# Great Dane Pup



## Deco (Jan 3, 2012)

Hi these are some pics of my Dane pup, Deco. Not so little now at 5 1/2 months and 42kg (92lbs in old weight). Hopefully photobucket works on here or it will be an anticlimax and you will just see some dead links.


----------



## DaneMama (Jun 27, 2008)

Hello and welcome to DFC! Your Dane puppy is gorgeous!!! Thanks for sharing photos of him!


----------



## rannmiller (Jun 27, 2008)

He's only 5.5 months and he's already that big? He's gonna be HUGE! Very handsome!


----------



## danecolor (Nov 22, 2010)

glad to see another dane owner on DFC! gorgeous pup :smile:


----------



## minnieme (Jul 6, 2011)

woohooo dane owners!!! :wink: Deco is STUN.NING!! Seems so strange to see such a "big-boned" dane though; I am very used to my petite and leggy girl! And when I say big-boned, I mean it really looks like he has a bigger bone structure; he does not look fat at all! LOL Beautiful pup -- love his coloring -- and oh so wish we could get all the DFC danes together for a playdate. :biggrin:


----------



## NewYorkDogue (Sep 27, 2011)

Beautiful pup! Actually, just this morning I was in Central Park with my dog and met a Dane the same color as yours, galloping across a big grassy hill. So fun to see them really get to stretch their legs and run!
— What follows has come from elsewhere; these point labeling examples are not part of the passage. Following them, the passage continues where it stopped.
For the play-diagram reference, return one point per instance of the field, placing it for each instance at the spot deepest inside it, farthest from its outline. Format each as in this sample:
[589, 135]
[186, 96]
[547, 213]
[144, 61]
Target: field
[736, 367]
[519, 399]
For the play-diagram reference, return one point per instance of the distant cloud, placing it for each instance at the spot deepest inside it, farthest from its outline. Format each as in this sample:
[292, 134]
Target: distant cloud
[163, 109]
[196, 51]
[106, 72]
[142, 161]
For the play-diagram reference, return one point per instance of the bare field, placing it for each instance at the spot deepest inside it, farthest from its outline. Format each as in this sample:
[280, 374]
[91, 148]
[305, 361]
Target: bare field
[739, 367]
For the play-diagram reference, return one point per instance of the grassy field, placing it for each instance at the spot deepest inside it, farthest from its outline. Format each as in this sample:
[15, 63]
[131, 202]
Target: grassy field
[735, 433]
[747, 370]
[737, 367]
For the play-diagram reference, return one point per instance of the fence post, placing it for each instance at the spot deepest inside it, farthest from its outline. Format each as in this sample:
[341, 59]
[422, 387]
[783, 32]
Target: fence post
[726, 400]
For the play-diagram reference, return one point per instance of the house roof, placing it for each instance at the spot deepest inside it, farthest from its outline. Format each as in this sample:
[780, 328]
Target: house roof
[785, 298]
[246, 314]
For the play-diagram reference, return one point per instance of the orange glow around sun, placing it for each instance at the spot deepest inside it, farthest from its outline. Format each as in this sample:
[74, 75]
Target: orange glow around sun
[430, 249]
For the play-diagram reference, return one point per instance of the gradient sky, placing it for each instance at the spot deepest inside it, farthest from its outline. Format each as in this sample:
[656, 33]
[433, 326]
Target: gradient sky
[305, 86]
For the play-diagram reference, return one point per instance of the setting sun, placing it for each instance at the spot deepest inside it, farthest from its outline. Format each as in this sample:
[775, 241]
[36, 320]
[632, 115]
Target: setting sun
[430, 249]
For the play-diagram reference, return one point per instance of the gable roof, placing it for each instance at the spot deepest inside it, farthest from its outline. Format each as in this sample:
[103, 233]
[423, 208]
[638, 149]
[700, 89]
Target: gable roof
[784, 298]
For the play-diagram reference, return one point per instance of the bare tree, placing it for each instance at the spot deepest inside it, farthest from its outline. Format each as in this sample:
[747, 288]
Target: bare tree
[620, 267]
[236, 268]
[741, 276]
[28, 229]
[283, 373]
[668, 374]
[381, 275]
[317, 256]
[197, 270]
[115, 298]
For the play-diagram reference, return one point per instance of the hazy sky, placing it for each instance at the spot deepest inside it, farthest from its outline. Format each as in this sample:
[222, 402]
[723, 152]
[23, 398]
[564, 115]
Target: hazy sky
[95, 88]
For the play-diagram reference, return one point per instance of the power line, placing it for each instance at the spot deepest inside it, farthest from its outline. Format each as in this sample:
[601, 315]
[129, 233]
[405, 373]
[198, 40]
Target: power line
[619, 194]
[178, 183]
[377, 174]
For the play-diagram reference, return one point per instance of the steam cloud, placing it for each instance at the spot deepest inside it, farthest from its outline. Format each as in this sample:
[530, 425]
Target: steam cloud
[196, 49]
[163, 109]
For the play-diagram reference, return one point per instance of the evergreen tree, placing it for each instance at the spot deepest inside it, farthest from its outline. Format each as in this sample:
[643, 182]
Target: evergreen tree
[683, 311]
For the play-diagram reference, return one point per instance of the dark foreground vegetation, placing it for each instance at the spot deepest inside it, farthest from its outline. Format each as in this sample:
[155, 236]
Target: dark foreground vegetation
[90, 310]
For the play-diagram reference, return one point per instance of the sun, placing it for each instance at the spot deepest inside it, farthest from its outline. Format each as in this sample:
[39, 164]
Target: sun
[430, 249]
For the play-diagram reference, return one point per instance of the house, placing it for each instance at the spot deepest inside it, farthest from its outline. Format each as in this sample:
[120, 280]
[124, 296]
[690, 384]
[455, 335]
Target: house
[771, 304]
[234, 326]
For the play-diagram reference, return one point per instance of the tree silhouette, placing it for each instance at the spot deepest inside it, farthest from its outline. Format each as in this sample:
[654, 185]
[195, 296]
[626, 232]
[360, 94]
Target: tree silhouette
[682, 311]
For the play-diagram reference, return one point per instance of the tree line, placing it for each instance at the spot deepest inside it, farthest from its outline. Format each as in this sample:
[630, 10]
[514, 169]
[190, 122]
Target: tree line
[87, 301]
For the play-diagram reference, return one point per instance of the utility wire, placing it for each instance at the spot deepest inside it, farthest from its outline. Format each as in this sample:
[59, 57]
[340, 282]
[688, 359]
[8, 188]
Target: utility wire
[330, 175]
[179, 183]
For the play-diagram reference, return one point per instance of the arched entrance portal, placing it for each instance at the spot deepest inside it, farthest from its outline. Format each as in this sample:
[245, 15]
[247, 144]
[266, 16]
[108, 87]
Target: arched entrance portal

I found out also that Great Danes are pretty popular here in the city; there are a group of Dane owners who regularly meet on the west side of the park with their dogs... and it's a big dog party!


----------



## chewice (Jan 1, 2012)

Little mini ponies! We have one that walks past my work every day with a 4-5 year old. He is sooo overprotective of him and its cute. The kid should ride him.


----------



## Rodeo (Sep 11, 2011)

I'm in love! What a gorgeous pup.


----------



## CorgiPaws (Mar 31, 2009)

:welcome:

Woo hoo, another Dane owner! I'm quite a fan myself, and your boy is so handsome, and BIG holy cow!


----------



## Deco (Jan 3, 2012)

It's not a great photo. But you can see Deco here with a full grown male Blue and a Mahoooosive Harli that live about 5 minutes away from us. He is just a normal Dane here in the UK, maybe a little bigger than the norm but pretty normal size. The last time I measured Deco he was 29" at the shoulder. next time we walk I will *try* to line them up against something to give a sense of perspective.


----------



## AveryandAudrey (Sep 20, 2010)

Very handsome dog you have there.


----------



## Janet At Nutro (Mar 11, 2011)

Yay, another Dane owner!
Deco is very handsome!


----------



## Khan (Jan 17, 2010)

Very handsome boy!! I love Deco's color. It reminds me of Velvet!! I can only imagine how soft his ears are!!!


----------



## Malorey (Nov 11, 2011)

Gosh, he really is one good looking pup!


----------



## wolfsnaps88 (Jan 2, 2012)

Beautiful dog. My hubby wants one of those. I love his color. He really is handsome.


----------



## Deco (Jan 3, 2012)

Thank you for all the nice comments.


----------



## magicre (Apr 7, 2010)

i love that first pic.....like he's saying 'if i close my eyes, you can't see me'....


----------



## twoisplenty (Nov 12, 2008)

Holy bone batman! I love Danes and yours is a beauty!! If I only had more room, lol.


----------